London-based SPAC Ashington Innovation is planning to acquire dormant, UK-based biotech Celixir for $172 million (£135 million) in an all-share transaction, taking over its lead program for a heart failure drug.

In order to pay for Celixir, Ashington said it will place new ordinary shares to raise up to £3 million to finance drug development and working capital.

Jason Smart

Jason Smart, the founder of Ashington Innovation, said in a statement that “the proposed acquisition meets our stated objective of identifying a potentially extremely valuable entity capable of sustainable development and with significant technological advantages.”

While Celixir does not have any approved drugs, it does have patents in the US, UK, EU and Asia, and it also completed a human clinical trial in heart failure, albeit at an early stage.

Celixir, previously known as Cell Therapy Ltd, last made an announcement in 2018 when it said that the FDA had accepted an IND for its immune-modulatory progenitor cell therapy for the treatment of adult heart failure called Heartcel. Earlier that same year, the company said the UK had also given the go-ahead for a Phase IIb Heartcel trial, which the company planned to recruit up to 250 patients in the US and UK.
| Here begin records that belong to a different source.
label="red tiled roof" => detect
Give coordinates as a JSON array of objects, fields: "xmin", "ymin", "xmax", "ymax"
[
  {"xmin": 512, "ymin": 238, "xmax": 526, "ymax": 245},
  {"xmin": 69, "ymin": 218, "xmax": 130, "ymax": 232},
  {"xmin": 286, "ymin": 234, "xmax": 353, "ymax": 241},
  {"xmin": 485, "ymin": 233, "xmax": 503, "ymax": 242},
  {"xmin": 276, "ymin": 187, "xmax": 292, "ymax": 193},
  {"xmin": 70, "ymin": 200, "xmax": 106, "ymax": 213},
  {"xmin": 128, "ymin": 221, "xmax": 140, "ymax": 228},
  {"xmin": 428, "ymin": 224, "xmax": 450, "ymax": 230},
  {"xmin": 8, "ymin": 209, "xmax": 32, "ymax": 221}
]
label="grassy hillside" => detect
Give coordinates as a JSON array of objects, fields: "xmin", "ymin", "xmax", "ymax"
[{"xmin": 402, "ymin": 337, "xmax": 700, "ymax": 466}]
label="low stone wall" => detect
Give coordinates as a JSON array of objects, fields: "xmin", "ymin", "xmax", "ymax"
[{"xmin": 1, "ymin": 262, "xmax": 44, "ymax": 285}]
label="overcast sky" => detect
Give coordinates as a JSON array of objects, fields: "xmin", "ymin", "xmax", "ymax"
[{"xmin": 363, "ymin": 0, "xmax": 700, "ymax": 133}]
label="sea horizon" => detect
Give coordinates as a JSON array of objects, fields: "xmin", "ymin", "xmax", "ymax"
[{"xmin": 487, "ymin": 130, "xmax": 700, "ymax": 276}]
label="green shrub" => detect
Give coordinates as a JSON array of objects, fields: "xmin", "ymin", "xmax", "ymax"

Although the Phase IIb’s ClinicalTrials.gov listing shows the trial did not yet start to recruit patients, the company says Heartcel was successful in an earlier study and showed a reversal of heart muscle scarring when the cells were injected into heart muscle during coronary artery bypass graft surgery. But that completed trial was small and had no control group, according to the company.
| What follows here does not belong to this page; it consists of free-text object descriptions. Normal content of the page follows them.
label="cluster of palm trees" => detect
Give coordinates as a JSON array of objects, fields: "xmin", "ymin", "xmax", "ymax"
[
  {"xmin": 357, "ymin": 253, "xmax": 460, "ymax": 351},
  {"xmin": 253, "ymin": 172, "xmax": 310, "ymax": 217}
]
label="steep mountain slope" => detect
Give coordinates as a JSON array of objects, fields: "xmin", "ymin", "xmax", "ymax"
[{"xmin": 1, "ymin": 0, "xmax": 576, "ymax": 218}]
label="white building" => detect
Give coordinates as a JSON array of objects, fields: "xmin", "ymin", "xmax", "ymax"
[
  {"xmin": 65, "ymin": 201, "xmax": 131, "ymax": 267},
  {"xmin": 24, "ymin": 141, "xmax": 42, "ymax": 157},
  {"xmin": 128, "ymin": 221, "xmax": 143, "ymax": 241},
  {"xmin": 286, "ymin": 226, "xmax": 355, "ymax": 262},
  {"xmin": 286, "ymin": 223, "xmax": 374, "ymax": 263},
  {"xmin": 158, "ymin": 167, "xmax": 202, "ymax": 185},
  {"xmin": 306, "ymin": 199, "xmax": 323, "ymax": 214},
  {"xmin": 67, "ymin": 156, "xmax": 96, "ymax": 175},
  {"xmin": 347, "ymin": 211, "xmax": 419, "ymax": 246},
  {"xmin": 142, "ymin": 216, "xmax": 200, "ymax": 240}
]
In 2016, Celixir had entered into an agreement with Daiichi Sankyo, allowing the company to develop and commercialize Heartcel in Japan while Celixir kept manufacturing responsibilities for clinical trials and commercialization. The agreement is listed on Daiichi’s website, though the drug is still listed as in development.

Two other candidates are listed on Celixir’s website, including Tendoncel, a platelet-based therapy made as a topical gel to regenerate injured tendons near the surface of the skin. The drug was in Phase II trials in Europe.